Pemilih pemula kita telah tercemar politik uang. Dan ini buruk untuk masa depan demokrasi.
Tapi ini masih bisa diobati dengan ‘mendatangkan’ Kaesang. Andai saja Kaesang masuk bursa calon Walikota Samarinda niscaya ada angin segar untuk anak-anak muda. Kaesang bakal relate dengan aspirasi anak muda baik untuk memandang masa depan atau pengembangan diri.
BACA JUGA : Jalur Independen
Dua malam lalu saya sempat hadir dan turut berbincang dalam silaturahmi dan refreshing Komite Ekonimi Kreatif Kaltim bersama Dinas Pariwisata Provinsi Kaltim.
Ada yang membuat miris dan teriris perihal Kota Samarinda. Dalam bincang-bincang itu hampir tak tersebutkan dinamika ekonomi kreatif di Kota Samarinda, termasuk perilaku kebijakan terkait dengannya.
Yang selalu jadi contoh adalah Balikpapan, Kutai Kartanegara dan Paser. Ada apa dengan Samarinda, adakah kota ini terlalu sibuk membangun peradaban dengan semen?.
Saya walau sambil lalu sejak tahun 2002-an mulai mengamati geliat kreatifitas di Kota Samarinda meski dalam konteks cultural studies. Saya suka menelisik sub kultur bahkan altern kultur yang tumbuh di kota ini.
Soal musik non mainstreams dan lukis tubuh, waktu itu anak-anak yang mungkin masuk kategori anak gabut menginisiasi sebuah festival yang dinamai Samarinda Muyak. Didalamnya ada pertunjukan musik dan ekshibisi seni tattoo. Seingat saya festival itu berbayar dan pengunjungnya tak bisa dibilang sedikit dalam seharian.
Samarinda Muyak purna saat muncul Jenggala di komplek perumahan Alaya.
Tapi circle ini tak buyar, masih lahir inisiatif lain seperti FPI {Freedom Pray Instrument}, Pasar Setan, Records Store Day dan Gig Para Pekerja.
Dari circle ini lahir pula Syndicate Cinema. Ada pula circle lainnya yang kemudian melahirkan komunitas film indie Samarinda, Layar Mahakama dan lain-lain.
Ada perjuangan mandiri anak-anak muda Samarinda untuk mengembangkan sektor photographi, videographi hingga desain komunikasi visual. Yang terakhir ini misalnya memunculkan Samarinda Desain Hub.

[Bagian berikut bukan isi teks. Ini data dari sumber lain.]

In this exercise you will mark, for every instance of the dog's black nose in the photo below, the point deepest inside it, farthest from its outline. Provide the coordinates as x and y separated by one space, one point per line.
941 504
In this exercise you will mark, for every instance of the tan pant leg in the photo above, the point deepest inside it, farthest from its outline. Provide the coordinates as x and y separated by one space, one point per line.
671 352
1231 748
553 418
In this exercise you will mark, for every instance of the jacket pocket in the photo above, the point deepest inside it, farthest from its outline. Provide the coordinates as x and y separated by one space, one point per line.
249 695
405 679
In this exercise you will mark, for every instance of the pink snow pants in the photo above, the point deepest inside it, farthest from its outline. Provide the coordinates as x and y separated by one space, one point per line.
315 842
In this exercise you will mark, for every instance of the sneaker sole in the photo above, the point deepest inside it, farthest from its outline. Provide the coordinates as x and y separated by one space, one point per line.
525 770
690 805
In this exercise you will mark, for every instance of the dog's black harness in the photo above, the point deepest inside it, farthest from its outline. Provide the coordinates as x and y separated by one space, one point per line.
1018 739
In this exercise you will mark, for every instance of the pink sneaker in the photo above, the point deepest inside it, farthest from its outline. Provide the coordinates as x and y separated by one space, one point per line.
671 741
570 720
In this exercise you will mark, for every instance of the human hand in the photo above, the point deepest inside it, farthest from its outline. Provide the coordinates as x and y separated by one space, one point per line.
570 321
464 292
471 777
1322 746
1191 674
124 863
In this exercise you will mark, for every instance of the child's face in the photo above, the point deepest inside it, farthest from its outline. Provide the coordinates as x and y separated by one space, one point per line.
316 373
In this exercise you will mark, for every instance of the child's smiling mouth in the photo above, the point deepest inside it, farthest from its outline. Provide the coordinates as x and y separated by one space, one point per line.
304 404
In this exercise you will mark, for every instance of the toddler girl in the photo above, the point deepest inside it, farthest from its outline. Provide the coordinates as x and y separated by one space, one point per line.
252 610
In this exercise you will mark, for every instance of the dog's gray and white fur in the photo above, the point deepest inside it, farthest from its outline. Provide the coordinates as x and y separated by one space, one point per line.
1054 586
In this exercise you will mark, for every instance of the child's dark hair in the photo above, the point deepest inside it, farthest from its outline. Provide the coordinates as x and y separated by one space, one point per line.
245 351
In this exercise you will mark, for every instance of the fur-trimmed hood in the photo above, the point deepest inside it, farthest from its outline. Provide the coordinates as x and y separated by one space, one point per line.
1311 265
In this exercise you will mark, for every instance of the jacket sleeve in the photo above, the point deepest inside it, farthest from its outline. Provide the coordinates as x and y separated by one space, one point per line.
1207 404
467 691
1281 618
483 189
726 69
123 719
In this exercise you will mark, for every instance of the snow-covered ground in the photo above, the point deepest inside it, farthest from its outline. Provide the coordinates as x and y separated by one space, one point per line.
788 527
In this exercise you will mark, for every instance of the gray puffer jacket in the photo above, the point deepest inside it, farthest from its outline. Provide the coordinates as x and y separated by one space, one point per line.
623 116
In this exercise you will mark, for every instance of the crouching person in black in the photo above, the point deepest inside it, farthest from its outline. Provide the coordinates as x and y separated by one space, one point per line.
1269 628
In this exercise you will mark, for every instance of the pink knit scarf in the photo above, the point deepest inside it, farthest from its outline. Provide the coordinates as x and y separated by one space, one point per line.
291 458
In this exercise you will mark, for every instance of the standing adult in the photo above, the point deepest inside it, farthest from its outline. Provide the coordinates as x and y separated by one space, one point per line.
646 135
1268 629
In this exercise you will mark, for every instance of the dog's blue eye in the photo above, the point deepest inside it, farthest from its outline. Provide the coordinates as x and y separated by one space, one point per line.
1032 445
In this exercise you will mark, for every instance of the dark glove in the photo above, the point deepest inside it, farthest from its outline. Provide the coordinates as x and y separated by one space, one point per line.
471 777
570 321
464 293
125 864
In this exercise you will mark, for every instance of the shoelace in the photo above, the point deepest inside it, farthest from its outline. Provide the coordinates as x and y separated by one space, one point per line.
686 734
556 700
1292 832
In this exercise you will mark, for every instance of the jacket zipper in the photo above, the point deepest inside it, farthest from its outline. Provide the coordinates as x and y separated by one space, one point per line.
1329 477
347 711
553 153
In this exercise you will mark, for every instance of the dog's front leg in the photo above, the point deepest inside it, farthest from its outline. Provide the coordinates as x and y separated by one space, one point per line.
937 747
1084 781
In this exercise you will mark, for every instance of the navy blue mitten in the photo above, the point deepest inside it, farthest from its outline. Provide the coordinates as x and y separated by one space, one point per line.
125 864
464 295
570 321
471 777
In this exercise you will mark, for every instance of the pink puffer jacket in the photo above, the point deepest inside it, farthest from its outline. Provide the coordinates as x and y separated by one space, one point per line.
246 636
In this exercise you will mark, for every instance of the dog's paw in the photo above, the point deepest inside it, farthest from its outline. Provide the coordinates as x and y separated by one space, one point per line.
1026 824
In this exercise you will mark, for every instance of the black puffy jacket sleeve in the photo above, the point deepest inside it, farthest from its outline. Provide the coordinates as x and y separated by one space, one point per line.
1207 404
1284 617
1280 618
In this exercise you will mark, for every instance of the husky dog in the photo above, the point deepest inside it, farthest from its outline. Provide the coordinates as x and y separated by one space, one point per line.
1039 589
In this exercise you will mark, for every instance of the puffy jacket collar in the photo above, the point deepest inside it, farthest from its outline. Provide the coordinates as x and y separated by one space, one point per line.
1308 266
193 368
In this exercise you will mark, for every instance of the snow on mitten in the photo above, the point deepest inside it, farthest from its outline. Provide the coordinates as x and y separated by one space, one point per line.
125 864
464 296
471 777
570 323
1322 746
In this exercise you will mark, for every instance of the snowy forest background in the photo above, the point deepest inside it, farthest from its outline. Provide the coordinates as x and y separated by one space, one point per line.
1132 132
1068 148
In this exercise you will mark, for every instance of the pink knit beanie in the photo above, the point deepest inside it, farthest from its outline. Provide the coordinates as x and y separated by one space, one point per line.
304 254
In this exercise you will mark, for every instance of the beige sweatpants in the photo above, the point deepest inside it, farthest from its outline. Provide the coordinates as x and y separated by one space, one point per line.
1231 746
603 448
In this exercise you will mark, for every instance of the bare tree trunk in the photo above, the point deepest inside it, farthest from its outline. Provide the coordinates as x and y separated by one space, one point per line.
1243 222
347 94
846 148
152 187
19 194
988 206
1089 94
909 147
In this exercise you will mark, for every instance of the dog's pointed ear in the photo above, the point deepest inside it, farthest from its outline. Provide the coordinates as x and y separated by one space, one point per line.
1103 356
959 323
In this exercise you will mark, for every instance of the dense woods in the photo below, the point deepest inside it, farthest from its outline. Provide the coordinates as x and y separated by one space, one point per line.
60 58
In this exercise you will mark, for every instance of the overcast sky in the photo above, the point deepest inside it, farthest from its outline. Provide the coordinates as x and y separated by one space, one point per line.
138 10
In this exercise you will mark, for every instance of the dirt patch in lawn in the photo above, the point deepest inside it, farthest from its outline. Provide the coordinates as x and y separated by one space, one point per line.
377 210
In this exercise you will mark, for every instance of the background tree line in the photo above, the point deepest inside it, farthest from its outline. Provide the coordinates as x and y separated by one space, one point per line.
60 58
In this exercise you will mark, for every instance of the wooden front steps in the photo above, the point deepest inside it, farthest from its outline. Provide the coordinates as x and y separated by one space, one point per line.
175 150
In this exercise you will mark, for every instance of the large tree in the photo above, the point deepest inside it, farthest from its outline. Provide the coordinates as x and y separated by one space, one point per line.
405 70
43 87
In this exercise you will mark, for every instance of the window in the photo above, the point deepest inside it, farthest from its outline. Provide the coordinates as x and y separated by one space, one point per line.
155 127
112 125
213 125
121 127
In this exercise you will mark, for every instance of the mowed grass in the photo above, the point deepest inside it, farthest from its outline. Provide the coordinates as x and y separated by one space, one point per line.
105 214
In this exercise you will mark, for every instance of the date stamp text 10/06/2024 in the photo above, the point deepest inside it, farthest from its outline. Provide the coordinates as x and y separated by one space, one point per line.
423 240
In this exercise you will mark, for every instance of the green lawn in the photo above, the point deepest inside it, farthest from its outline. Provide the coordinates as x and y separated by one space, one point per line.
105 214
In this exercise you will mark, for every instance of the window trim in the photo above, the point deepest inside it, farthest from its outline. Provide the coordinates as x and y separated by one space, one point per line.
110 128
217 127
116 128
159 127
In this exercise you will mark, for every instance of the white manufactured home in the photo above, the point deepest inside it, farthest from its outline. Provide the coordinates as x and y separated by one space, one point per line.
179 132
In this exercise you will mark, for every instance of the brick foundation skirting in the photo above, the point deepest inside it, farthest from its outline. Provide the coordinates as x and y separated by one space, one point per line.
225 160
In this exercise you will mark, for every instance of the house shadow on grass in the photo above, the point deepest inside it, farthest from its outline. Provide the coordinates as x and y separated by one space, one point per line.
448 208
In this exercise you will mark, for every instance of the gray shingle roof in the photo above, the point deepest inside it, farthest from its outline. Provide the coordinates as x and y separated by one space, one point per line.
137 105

Pekerja atau pelaku muda dalam dunia ini memang menderita, karya-karya atau portofolio mereka kurang dihargai. Tak sedikit yang belajar dalam bidang ini secara akademis justru kemudian menyeberang karena tak dapat jaminan penghidupan yang layak dari keahlian yang mereka pelajari.
Ekosistem kreatif di masa pemerintah mulai banyak menyuarakan soal ekonomi kreatif juga pernah diperjuangkan oleh sekelompok anak muda. Sekurangnya di Samarinda pernah tercatat inisiatif kreatif yang diendorse oleh Cultur Volk dan You Kaltim.
Ada banyak inisatif lain yang juga dikembangkan baik eventual atau programatik oleh kelompok-kelompok lainnya namun hingga hari ini belum cukup untuk ‘memoles’ wajah Kota Samarinda menjadi Kota Kreatif.
Jadi Bro Kaesang, datanglah ke Samarinda nanti setelah ikut Upacara Peringatan Hari Kemerdekaan RI untuk pertama kalinya di IKN Nusantara. Lalu majukan diri jadi calon Walikota Samarinda. Yakinkan anak-anak muda Samarinda, kalau dikau pantas memimpin Samarinda melakukan lompatan peradaban baru setelah bom kayu, bom batubara ke bom kreatif dan inovatif. Kreatif yang menghasilkan cuan bukan menghabiskan anggaran.
Rasanya tak pantas mendengar keluhan seorang pelaku ekonomi kreatif yang malah mengaku dirinya menjadi korban. Entah korban apa, tapi mungkin saja korban perasaan karena buaian janji-janji program.